Mrs May also signalled she will scrap a flagship "tax lock" pledge which also rules out increases to income tax and national insurance.

But she stressed that her party has "no plans" to increase the levels of income tax, adding: "We absolute want to reduce taxes on working families.

"I think it's important that we look at the overall burden of taxation...my desire, my instinct and what I absolutely want to be able to do is reduce taxes on working families."

Speaking earlier on the programme, Labour's shadow chancellor John McDonnell also said his party does not want to raise VAT.

In the wide-ranging interview, the prime minister also discussed :

  • Welfare changes

When asked about the impact of welfare changes that have affected poorer people, Mrs May said: "I think work is the best route out of poverty."

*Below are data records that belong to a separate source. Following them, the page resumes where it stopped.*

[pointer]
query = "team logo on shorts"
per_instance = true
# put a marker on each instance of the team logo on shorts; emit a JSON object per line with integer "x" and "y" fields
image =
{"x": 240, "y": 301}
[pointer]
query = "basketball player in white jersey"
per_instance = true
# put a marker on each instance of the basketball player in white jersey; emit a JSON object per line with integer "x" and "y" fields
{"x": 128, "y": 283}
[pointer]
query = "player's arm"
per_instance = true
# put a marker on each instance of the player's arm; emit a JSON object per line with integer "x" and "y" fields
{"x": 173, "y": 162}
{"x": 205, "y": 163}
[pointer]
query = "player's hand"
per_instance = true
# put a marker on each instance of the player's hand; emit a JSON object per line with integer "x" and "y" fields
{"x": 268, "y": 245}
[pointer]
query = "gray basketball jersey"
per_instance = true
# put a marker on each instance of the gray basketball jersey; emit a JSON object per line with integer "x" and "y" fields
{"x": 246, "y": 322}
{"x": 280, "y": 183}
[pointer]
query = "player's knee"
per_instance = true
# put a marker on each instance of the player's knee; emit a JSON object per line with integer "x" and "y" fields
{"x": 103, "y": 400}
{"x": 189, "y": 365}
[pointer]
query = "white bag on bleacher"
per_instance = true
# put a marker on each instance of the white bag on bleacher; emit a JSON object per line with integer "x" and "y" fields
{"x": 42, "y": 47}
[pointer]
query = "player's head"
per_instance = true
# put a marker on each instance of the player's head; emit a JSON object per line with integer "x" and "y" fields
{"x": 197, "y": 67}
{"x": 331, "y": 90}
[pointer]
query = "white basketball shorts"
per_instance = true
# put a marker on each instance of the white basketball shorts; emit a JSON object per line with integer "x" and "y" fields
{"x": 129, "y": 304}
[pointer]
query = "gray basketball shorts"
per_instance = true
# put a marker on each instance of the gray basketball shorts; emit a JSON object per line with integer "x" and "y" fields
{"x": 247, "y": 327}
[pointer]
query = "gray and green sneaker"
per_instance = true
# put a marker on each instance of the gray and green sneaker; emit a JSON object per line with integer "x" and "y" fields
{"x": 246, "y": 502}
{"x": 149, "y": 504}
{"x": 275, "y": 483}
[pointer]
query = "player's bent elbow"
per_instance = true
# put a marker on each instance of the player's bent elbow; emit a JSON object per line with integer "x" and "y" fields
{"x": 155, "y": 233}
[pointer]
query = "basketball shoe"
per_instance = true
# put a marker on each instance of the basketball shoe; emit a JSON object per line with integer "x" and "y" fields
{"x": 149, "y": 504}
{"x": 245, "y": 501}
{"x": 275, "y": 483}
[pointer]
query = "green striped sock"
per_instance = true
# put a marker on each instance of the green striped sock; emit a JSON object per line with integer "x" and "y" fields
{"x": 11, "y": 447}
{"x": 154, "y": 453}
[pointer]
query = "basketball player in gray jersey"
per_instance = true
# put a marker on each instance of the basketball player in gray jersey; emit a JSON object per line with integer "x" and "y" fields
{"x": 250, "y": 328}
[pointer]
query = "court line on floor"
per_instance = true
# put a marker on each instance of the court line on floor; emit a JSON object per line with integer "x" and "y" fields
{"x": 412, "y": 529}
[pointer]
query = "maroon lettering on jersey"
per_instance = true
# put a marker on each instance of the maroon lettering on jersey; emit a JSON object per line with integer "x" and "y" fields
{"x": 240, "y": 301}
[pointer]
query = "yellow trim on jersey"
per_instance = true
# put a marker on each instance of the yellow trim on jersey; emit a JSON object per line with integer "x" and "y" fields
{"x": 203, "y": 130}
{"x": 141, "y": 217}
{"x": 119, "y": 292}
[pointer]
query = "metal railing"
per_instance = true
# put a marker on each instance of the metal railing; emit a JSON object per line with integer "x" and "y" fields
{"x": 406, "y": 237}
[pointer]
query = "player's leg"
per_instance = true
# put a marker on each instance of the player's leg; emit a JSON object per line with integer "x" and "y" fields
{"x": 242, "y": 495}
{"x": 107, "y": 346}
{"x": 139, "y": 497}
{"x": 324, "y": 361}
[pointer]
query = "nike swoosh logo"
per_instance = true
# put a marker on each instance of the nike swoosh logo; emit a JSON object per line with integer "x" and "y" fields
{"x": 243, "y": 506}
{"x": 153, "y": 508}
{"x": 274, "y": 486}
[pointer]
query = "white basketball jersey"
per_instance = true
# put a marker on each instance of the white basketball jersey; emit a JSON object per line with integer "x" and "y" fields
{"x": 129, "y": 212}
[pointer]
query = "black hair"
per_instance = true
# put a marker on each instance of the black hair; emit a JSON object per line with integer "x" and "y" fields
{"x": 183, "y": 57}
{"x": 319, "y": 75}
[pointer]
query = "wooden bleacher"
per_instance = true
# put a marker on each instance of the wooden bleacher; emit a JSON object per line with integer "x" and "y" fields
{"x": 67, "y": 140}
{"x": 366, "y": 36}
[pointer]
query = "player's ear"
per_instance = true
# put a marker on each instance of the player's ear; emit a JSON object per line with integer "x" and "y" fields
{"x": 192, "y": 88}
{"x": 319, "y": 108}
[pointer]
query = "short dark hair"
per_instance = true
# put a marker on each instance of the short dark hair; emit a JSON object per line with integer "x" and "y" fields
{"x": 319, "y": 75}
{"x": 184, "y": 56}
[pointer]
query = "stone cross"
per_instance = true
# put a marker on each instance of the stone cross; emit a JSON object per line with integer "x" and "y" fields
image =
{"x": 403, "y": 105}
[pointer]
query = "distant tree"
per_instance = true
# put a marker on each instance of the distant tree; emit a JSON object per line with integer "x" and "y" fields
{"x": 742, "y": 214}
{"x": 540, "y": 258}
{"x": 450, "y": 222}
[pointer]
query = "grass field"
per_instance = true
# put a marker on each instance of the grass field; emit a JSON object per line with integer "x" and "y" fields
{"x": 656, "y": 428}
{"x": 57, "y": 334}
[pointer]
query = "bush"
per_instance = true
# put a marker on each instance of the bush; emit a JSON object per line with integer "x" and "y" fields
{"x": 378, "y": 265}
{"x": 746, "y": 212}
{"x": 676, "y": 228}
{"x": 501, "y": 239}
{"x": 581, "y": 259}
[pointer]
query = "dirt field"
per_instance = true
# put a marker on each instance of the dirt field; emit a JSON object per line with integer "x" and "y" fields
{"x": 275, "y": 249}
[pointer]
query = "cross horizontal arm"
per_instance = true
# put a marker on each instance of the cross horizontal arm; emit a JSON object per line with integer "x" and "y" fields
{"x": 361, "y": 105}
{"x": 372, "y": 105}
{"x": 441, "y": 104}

She added: "Yes we need a system that does provide support for those who need it, but I think we do need to incentivise people to get into the workplace.

"We also have to think when we're looking at welfare for the taxpayers who are paying for those welfare benefits."

  • Hopes for a country 'that works for everyone'

Mrs May also said she wants to see a country that works for everyone, adding: "That's about developing a stronger economy. You only do that with a strong and stable government.

"I want to see a country where people are able to get on in life and see a better future for themselves, their children, and grandchildren."

The prime minister also said the Conservatives "absolute want to reduce taxes on working families".

  • The prospect of Brexit without a EU deal

Mrs May also reiterated her insistence that leaving the EU with no deal would be better than taking a "bad deal".

Asked if she still believed it, the PM told ITV's Peston on Sunday: "Yes I do.

"I wouldn't have said it if I didn't believe that.

"But what I also believe is that with the right strong hand in negotiations, we can get a good deal for the UK from these negotiations."